Do We Need \(A\) and \(B\) During Inference?

This brings up an important question: Do we need \(A\) and \(B\) during inference?

The answer depends on whether you want to compute the update matrix \(A \times B\) during inference or precompute it after training.

  1. Compute on the fly: If you compute \(A \times B\) during inference, you will need both \(A\) and \(B\) at inference time. This allows you to dynamically adjust the weights as needed.

  2. Precompute \(W_{\text{new}}\): Alternatively, you can precompute \(W_{\text{new}} = W + A \times B\) after training is complete. In this case, you no longer need \(A\) and \(B\) during inference, as you’re using the updated weight matrix directly. This method is computationally more efficient during inference.

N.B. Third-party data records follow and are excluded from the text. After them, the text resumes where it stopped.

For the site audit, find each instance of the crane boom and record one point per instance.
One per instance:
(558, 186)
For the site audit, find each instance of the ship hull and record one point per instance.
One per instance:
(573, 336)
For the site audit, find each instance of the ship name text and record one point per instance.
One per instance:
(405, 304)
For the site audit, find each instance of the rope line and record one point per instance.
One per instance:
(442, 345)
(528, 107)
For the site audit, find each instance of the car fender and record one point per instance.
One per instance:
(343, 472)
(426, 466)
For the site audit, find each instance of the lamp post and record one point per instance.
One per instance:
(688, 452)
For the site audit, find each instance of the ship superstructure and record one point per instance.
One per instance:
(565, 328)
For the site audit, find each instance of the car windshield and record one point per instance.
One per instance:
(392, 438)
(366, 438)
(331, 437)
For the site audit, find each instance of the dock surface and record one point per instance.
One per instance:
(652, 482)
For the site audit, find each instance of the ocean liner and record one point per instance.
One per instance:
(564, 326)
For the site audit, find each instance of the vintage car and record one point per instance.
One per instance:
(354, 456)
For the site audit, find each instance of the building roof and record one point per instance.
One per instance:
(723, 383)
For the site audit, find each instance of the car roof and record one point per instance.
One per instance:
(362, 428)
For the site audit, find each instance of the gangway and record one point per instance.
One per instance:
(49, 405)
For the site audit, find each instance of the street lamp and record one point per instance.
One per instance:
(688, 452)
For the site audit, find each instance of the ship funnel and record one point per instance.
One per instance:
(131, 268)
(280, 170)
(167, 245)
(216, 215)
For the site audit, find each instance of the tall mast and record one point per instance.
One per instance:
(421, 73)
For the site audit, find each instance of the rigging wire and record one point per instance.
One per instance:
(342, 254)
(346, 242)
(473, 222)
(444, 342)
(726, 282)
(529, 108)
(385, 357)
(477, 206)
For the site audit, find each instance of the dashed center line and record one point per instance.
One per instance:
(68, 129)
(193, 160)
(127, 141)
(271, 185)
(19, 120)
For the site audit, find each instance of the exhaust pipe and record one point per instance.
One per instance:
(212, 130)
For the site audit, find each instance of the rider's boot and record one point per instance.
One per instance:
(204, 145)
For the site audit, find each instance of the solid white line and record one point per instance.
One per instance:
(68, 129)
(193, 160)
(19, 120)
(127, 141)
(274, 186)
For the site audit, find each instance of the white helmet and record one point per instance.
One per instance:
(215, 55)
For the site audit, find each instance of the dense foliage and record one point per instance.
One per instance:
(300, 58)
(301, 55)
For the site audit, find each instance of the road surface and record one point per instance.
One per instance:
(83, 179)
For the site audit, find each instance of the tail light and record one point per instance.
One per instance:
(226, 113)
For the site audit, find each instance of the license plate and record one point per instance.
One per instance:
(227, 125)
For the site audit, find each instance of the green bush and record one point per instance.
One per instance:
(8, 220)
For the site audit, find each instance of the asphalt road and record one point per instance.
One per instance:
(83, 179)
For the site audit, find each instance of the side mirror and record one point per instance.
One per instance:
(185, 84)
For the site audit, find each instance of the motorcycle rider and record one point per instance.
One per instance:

Python Example: Applying LoRA to a Simple Matrix

Now that we’ve explained how LoRA works, let’s look at a simple Python example that demonstrates the LoRA technique using random matrices. This example shows how to update a large matrix using the product of two smaller, low-rank matrices.

import numpy as np

# Step 1: Initialize the large matrix W (e.g., a 6x6 matrix)
d_out = 6  # Output dimension
d_in = 6   # Input dimension

# Simulate the large matrix W (initialized randomly)
W = np.random.randn(d_out, d_in)
print("Original W matrix:")
print(W)

# Step 2: Initialize low-rank matrices A and B
r = 2  # Rank of the low-rank approximation

# A has dimensions (d_out, r)
A = np.random.randn(d_out, r)

# B has dimensions (r, d_in)
B = np.random.randn(r, d_in)

# Step 3: Compute the update matrix (A * B)
delta_W = np.dot(A, B)  # This gives us the low-rank update

# Step 4: Update the original matrix W
W_new = W + delta_W  # New matrix after LoRA update

print("\nUpdate matrix (A * B):")
print(delta_W)

print("\nUpdated W matrix:")
print(W_new)

Output:

Original W matrix:
[[ 0.57982682  0.56981892 -0.31648517  0.74758125 -0.31424568 -1.25113497]
 [-0.45936964 -1.21938562  0.34957394  0.38277855  0.66722387  0.71315171]
 ...
 
Update matrix (A * B):
[[ 0.25153752 -0.31847642  0.27297871  0.16230158 -0.20924836  0.45321087]
 [-0.47939022  0.38251002 -0.21547047 -0.27092739  0.32487688 -0.51983357]
 ...
 
Updated W matrix:
[[ 0.83136434  0.2513425  -0.04350646  0.90988283 -0.52349405 -0.7979241 ]
 [-0.93875986 -0.8368756   0.13410347  0.11185116  0.99210075  0.19331814]

Conclusion

The LoRA technique is a powerful and efficient way to fine-tune large models without needing to update all their parameters. By learning low-rank matrices \(A\) and \(B\), we can significantly reduce the computational and memory costs of fine-tuning while still allowing the model to adapt to new tasks.